April 20, 2006 | Read Time: 10 minutes

CONFERENCE NOTEBOOK

Oxford, England

Al Gore is so convinced that companies whose operations are socially and environmentally responsible have a competitive

edge over other businesses, the former vice president has started an investment-management company based on that principle.

“We try to find profitable opportunities for our investors by using a methodology that integrates these factors in order to prove the case that it is directly relevant in the marketplace,” Mr. Gore told participants at the Skoll World Forum on Social Entrepreneurship at Oxford University’s Said Business School. “Over time, if we can prove that, then we hope to change the behavior of investors generally.”

More than 600 nonprofit leaders, business executives, and others from 40 countries gathered here to discuss new ways to combine business strategies and philanthropy to promote social change.

Generation Investment Management — the company that Mr. Gore co-founded with David Blood, former chief executive officer of Goldman Sachs Asset Management — has a team of analysts, two-thirds of whom are traditional financial analysts and one-third so-called sustainability researchers.


When the team analyzes companies and industries in which Generation might invest, it looks at the traditional financial factors that all analysts would examine, such as market position and competitive advantage, but it also looks at social and environmental factors.

For example, when Generation’s analysts looked at the automobile industry, they considered how closely each company’s profits were tied to the consumption of fossil fuels.

“Whether you think that it’s going to be consumer preferences, or government action, or the rising price of carbon-based fuels, or some combination thereof, it seemed apparent to our team that companies that did a better job of planning for lower carbon intensity were going to be better-positioned over the longer term,” said Mr.
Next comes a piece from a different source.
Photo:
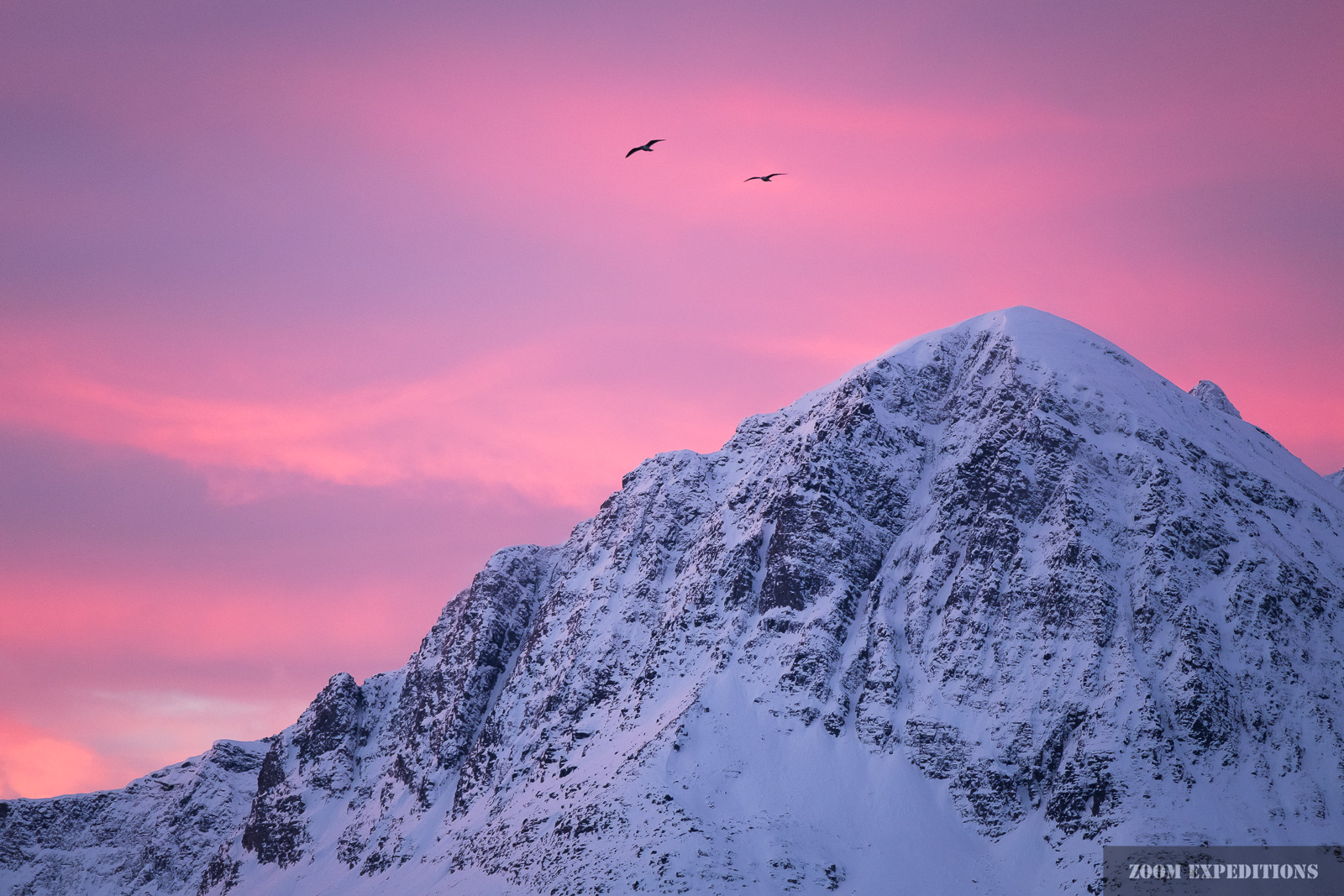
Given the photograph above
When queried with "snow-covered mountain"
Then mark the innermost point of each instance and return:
(981, 605)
Gore.

Taking that long-term approach to investing is key to Generation’s approach, said Mr. Gore.

“The short-term mania in markets has produced a bizarre and irrational system for allocating capital that is designed mainly to try to second-guess all of the other speculators,” he said. “This chasing of the froth excludes the environment, excludes social value, excludes the community almost routinely.”


Institutional investors in Europe and Australia make up the biggest portion of the company’s clients, according to Mr. Blood, who serves as Generation’s managing partner. He said he has seen some interest in the idea in the United States, mostly from state pension funds and wealthy families, but also from some foundations.

***

One of the central themes of the meeting was how social entrepreneurs — both nonprofit organizations that are taking new approaches to tackling societal problems and for-profit businesses that have an explicit social purpose — can gain access to new forms of financing, particularly in mainstream capital markets.

In many cases, grant income is not enough, and the amount of money in the capital market dwarfs the amount of money in traditional philanthropy many times over, said Jed Emerson, a senior fellow at the Generation Foundation, in London, and a visiting fellow at the Skoll Centre for Social Entrepreneurship, in Oxford.

“In a lot of cases, it’s possible to get start-up money and to demonstrate proof of concept,” he said. “But then it becomes very difficult once you’ve been in operation for a couple of years to get the next stage of funding that you need in order to really execute and grow your organization, and develop your strategies to the next level.”


One of the examples Mr. Emerson gave in his presentation at the conference came from the world of microfinance, where nonprofit organizations and others make very small loans to people in the developing world to start businesses.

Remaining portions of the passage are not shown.